Wat gaat er veranderen?
Het Pensioenakkoord bevat afspraken over een aantal veranderingen in het pensioenstelsel. Denk hierbij aan de verhoging van de AOW-leeftijd en aan de aanpassingen van het SPF pensioen.
Wat gaat er dan veranderen in het nieuwe pensioenstelsel?
- De pensioenen gaan meer meebewegen met de beleggingsresultaten. De dekkingsgraad en de rekenrente spelen geen rol meer hierin.
- De pensioenen gaan eerder omhoog als het economisch beter gaat en omlaag als het economisch slechter gaat.
- De nadruk in het nieuwe pensioenstelsel ligt op de 'kapitaalopbouw' de ingelegde premie wordt gebruikt om te beleggen om een zo hoog mogelijk rendement te behalen. En daardoor een zo goed mogelijk pensioen.
- De premie wordt achteraf geïnd.
- Het nabestaandenpensioen is straks op risicobasis (verzekering) in plaats van dat deelnemers hier deels een potje voor opbouwen.

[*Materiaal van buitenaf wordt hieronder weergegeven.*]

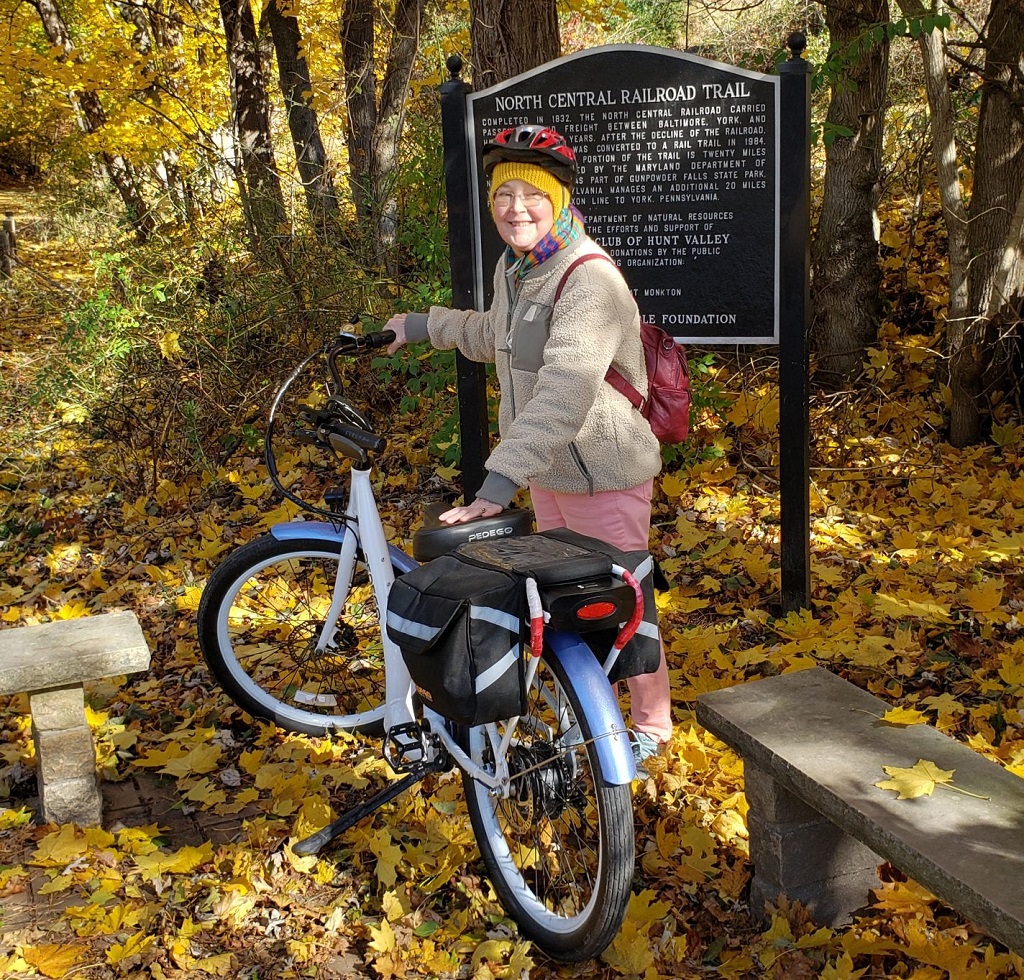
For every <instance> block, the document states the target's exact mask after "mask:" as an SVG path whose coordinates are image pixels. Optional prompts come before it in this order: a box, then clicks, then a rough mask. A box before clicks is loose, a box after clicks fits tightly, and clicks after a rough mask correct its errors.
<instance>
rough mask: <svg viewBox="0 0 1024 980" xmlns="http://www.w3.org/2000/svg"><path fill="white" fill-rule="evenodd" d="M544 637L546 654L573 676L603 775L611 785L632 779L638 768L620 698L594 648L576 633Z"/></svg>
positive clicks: (569, 673) (566, 675)
mask: <svg viewBox="0 0 1024 980" xmlns="http://www.w3.org/2000/svg"><path fill="white" fill-rule="evenodd" d="M545 640H546V641H547V645H548V649H546V650H545V654H544V655H545V656H552V657H554V658H555V659H557V661H558V663H559V664H561V665H562V667H563V668H564V669H565V674H566V676H567V677H569V678H571V679H572V686H573V687H574V688H575V691H577V695H578V696H579V698H580V706H581V711H582V712H583V713H584V714H585V715H586V718H587V724H588V727H589V728H590V733H591V736H592V737H593V738H594V749H595V750H596V752H597V761H598V765H599V766H600V768H601V775H602V776H603V777H604V779H605V781H606V782H609V783H611V784H612V785H621V784H623V783H628V782H632V781H633V780H634V779H635V778H636V774H637V769H636V763H635V762H634V760H633V749H632V748H631V745H630V736H629V733H628V732H627V730H626V723H625V722H624V721H623V713H622V711H621V710H620V708H618V699H617V698H616V697H615V692H614V691H613V690H612V688H611V685H610V684H609V683H608V678H607V677H606V676H605V673H604V671H603V670H602V668H601V665H600V664H598V662H597V657H596V656H594V651H593V650H592V649H591V648H590V647H589V646H588V645H587V644H586V643H584V641H583V640H582V639H581V638H580V636H579V634H577V633H560V632H558V631H557V630H548V631H547V632H546V633H545Z"/></svg>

- De leeftijd voor een wezenpensioen schuift op naar 25 jaar.
- Keuze voor een vaste of variabele uitkering bij pensioneren.
Wat blijft hetzelfde in het nieuwe pensioenstelsel?
- Als u met pensioen gaat (of bent) ontvangt u pensioen tot aan uw dood. En ook voor uw nabestaanden wordt gezorgd.
- De risico’s en kosten delen we samen, hierdoor zijn we bestand tegen tegenvallers.
- Mogelijkheid om extra pensioen te sparen.
- Keuzemogelijkheden rondom pensioneren blijven bestaan, zoals eerder met pensioen en uitruilen etc.
Pensioenen in Nederland moeten zo meer toekomstbestendig worden.
De nieuwe pensioenwet biedt ook mogelijkheden om voldoende reserves aan te houden. Deze reserves dienen als een buffer om eventuele negatieve effecten zoveel mogelijk op te vangen. Op deze manier worden de risico's beperkt en blijft de stabiliteit van het pensioenstelsel gewaarborgd.